Как видно из пьесы, молодой писатель неравнодушен к музыке, в которой выказывает определенные познания, и уже' увлечен сонетной формой. Существуют и другие отчетливо заметные стороны шекспировского творчества — вернее, особенности, которые позже признали шекспировскими. Он помещает фарс и трагедию столь близко друг к другу, что они в конечном счете становятся неразделимы; любовника на сцене сменяет шут, и привязанность Лонса к своей собаке кажется сильнее, чем страсть романтических героев-соперников к возлюбленной. В пьесе представлены все формы человеческого опыта, но Шекспир предпочитает принижать героику и романтику с помощью откровенной комедии. Приходится признать, что он был совершенно лишен сентиментальности. В «Двух веронцах» к тому же и события реальной жизни переплетаются с игровыми трюками; здесь, в первый раз в шекспировских пьесах, появляется фигура девочки, переодетой в мальчика, — весьма характерная примета его дальнейшего творчества. Пьеса содержит огромный словарный запас, главные герои пробуют самые разные формы обращений с единственной целью — показать мастерство автора. Она демонстрирует беспредельную изобретательность и богатство языка, насыщенного остротами и рифмами. Ни один из современных Шекспиру писателей не был столь свободен и разнообразен.

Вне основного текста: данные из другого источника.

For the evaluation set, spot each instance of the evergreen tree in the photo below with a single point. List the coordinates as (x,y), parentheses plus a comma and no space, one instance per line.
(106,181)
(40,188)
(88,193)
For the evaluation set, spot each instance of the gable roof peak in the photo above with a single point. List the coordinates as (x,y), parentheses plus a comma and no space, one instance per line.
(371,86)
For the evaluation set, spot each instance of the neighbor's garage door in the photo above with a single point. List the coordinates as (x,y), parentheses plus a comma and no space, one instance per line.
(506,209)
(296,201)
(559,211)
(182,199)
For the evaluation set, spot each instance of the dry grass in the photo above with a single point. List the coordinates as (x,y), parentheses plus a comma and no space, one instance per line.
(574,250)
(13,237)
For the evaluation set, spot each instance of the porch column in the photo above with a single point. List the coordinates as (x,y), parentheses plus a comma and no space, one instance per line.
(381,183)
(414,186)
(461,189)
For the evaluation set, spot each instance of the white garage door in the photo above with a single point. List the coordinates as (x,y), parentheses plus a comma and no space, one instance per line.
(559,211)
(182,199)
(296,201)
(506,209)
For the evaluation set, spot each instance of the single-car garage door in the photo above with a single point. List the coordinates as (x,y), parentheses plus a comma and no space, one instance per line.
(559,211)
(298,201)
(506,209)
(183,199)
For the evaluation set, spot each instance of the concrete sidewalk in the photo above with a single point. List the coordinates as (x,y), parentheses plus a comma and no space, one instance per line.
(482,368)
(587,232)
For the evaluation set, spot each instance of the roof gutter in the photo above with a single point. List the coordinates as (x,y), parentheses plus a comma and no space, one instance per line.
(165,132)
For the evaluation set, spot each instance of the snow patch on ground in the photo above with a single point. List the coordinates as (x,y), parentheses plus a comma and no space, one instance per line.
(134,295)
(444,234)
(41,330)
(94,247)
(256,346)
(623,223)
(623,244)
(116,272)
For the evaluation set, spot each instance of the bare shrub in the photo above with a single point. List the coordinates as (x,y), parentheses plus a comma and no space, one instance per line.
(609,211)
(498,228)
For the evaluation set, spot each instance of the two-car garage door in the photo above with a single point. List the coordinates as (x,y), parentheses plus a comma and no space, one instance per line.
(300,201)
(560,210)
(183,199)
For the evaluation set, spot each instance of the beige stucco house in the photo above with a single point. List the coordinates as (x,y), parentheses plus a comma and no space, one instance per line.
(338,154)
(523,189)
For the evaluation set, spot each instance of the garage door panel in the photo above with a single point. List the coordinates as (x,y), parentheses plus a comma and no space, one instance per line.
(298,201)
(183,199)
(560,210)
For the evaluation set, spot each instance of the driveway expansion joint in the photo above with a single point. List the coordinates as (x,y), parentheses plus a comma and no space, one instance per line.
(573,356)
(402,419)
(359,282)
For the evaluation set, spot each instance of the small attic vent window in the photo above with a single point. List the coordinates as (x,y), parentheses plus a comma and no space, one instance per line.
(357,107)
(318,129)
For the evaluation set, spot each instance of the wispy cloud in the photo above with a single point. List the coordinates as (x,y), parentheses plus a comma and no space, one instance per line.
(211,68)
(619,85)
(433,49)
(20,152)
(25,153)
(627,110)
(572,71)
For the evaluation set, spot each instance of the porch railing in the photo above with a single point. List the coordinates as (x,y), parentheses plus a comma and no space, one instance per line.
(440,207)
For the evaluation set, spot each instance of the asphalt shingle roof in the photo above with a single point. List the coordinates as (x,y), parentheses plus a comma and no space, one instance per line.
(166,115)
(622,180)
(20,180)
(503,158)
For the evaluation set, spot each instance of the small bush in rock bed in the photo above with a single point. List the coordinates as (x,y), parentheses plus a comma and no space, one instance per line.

Здесь, как и в «Тите Андронике», мы встречаем ростки или зародыши его будущих работ. Шекспир сопоставляет герцогский двор и лес, расширяя английские подмостки далеко за границы единого времени и пространства. Сцена тайного бегства предвосхищает «Ромео и Джульетту». Некоторые элементы шекспировского воображения остаются неизменными.